Learn how we used Topic Modeling to help a client find hostile topics among various social media data


    The objective of the exercise was to identify hostile topics emerging out of social media data. four Data sources were analysed for the given exercise: Facebook, Instagram, YouTube and Twitter. Topic Modeling and other Natural Language Processing algorithms were used to identify several topics from social media posts and comments, across different geographies for a specific time period.

    Topic models are a family of statistical-based algorithms to summarize, explore and index large collections of text documents.1 Latent Dirichlet Allocation approach was used to identify several topics emerging out of social media conversations. 

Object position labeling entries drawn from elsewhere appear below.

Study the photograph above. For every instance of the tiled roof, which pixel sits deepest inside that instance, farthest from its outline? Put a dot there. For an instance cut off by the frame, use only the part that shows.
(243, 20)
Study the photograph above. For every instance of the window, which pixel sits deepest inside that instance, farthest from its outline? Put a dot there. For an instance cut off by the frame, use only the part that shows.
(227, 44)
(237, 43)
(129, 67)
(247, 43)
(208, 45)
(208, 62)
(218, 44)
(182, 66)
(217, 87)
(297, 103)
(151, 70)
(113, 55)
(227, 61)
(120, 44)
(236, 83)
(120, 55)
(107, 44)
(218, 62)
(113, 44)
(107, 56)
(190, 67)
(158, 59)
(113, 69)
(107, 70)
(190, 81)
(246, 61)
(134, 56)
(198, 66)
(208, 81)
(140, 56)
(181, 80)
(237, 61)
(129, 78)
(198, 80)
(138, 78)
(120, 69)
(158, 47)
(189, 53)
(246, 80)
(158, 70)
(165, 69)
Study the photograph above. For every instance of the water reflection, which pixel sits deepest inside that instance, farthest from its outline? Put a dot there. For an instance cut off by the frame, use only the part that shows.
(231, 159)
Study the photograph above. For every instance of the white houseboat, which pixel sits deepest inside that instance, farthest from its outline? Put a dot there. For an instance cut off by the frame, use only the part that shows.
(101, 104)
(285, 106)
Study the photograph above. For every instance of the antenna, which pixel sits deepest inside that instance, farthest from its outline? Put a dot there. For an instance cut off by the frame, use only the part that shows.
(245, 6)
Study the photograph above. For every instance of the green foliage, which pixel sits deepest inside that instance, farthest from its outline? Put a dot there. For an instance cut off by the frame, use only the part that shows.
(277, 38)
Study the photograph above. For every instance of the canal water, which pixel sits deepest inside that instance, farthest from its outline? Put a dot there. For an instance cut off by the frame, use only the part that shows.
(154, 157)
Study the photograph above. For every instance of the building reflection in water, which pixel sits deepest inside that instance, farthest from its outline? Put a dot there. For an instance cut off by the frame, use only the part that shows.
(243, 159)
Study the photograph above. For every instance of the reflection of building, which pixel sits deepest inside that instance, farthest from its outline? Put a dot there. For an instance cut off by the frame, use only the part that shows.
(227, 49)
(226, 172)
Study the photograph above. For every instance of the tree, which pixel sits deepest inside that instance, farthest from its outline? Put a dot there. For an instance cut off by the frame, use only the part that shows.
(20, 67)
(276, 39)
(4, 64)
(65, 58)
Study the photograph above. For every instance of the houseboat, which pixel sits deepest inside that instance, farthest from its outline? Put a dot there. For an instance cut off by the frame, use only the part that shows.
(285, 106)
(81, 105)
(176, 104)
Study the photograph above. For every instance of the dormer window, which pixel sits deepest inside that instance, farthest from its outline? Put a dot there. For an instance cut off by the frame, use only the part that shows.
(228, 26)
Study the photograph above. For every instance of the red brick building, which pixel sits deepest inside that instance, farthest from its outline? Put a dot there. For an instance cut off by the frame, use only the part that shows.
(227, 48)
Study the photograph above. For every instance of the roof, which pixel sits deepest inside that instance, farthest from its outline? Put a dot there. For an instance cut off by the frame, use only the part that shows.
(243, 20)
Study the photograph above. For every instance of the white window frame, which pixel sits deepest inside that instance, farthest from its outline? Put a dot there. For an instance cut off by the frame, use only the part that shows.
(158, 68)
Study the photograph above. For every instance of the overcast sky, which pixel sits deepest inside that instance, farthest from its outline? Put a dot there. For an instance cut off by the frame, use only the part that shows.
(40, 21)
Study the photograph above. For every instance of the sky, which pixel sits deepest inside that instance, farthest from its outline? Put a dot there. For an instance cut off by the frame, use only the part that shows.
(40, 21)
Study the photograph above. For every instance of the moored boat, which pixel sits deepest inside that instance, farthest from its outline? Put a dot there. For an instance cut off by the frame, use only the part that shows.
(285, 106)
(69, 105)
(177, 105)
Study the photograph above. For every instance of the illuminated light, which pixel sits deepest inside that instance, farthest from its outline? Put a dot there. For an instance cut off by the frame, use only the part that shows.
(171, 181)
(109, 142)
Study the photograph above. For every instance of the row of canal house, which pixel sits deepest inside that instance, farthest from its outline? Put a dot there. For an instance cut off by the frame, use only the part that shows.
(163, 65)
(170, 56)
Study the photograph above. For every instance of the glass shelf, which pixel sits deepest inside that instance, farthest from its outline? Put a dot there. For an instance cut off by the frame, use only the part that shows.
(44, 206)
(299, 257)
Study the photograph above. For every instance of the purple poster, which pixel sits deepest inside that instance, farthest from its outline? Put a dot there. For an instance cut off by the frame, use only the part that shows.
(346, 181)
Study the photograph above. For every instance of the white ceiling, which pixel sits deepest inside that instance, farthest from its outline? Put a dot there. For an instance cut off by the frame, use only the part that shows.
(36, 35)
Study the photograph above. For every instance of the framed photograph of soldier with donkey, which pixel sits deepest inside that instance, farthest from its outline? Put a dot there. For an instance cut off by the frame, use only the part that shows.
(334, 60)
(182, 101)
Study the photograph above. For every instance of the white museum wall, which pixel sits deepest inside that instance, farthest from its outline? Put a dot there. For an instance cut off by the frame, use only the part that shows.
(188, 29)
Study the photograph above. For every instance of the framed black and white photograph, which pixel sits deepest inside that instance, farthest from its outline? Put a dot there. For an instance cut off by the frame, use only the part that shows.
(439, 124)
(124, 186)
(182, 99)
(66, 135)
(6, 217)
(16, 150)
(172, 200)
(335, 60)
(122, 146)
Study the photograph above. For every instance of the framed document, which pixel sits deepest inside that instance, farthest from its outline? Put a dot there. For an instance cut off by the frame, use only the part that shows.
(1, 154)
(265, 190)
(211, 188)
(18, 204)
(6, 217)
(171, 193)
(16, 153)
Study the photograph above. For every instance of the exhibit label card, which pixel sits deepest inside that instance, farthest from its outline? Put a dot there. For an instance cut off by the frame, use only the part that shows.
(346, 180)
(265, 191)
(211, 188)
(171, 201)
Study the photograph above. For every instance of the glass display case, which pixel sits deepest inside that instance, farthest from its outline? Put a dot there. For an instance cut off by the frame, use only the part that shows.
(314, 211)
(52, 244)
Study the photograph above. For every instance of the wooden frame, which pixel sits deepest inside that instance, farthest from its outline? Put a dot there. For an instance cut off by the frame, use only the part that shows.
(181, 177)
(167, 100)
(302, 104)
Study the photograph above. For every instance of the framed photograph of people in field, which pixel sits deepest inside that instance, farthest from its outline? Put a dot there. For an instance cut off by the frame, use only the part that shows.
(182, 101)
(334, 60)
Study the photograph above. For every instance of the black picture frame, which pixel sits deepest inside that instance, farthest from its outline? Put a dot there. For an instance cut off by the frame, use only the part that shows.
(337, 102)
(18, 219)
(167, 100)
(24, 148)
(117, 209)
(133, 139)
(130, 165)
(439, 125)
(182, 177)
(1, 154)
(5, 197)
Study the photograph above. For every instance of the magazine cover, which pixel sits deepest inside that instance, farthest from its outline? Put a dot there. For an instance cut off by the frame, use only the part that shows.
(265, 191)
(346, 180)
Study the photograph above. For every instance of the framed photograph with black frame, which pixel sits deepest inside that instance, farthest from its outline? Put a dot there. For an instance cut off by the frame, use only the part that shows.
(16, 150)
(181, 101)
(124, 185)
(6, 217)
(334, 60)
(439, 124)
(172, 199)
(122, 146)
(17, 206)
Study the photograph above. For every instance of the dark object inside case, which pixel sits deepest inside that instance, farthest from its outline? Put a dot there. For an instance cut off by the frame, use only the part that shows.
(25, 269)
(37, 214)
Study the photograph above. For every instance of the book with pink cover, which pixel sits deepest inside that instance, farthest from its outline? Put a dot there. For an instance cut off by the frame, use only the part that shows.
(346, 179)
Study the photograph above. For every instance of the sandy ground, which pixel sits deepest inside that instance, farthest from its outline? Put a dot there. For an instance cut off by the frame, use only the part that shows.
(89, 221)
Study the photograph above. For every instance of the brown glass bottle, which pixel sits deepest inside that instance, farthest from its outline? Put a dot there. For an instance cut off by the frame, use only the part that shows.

    This case study would entail methodology followed to identify hostile topics. The data was scrapped from 4 social media sources by the client using specific keywords. At the behest of the client, the data, keywords used to extract the data and the final topic clusters emerging out of the data are kept confidential. The case study would give sample charts to depict the process followed.

    Data Sources Analysed

    • Facebook – Posts and comments
    • Instagram: Posts and comments
    • YouTube: Video description, comments and sub-comments
    • Twitter: Tweets and retweets

    Exploratory Data Analysis 
      • Data cleansing process was followed to get unique posts and comments and duplicate records were removed from the database.
      • Standard data checks for missing values were performed.
      • The data provided already had sentiment scores for posts, comments and tweets. The sentiment scores provided in the data were categorised into 5 categories – Neutral, Happy, Sad, Hate and Anger.
      • Each post/comment/tweet had 5 category wise scores which give a proportion of how much text from a sentence falls under each of these categories. For e.g.  a sentence could be 0.6 happy, 0.2 neutral, 0.1 sad, 0.05 hate and 0.05 anger. The total score of each post/comment /tweet adds up to 1.
          •  Since the objective of the exercise was to identify hostile topics – sentiment scores of anger and hatred were added up to form a “Hostile Score” for each post and comment.
          • A threshold of 0.5 was set up to identify hostile posts, comments, descriptions and tweets.
          • The rationale to set the threshold at 0.5 was made since, anything above the median of 0.5 is considered a substantial hostile score. This approach provides the best probability of finding hostile topics.
          • Negative posts, comments and tweets were analysed over a specific time period to understand the frequency of discussion about the emerging hostile topics. (refer to Chart 1 and Chart 2).
                                                                                                                             Chart 1

          The above chart shows most of the negative comments were made in the month of June followed by April.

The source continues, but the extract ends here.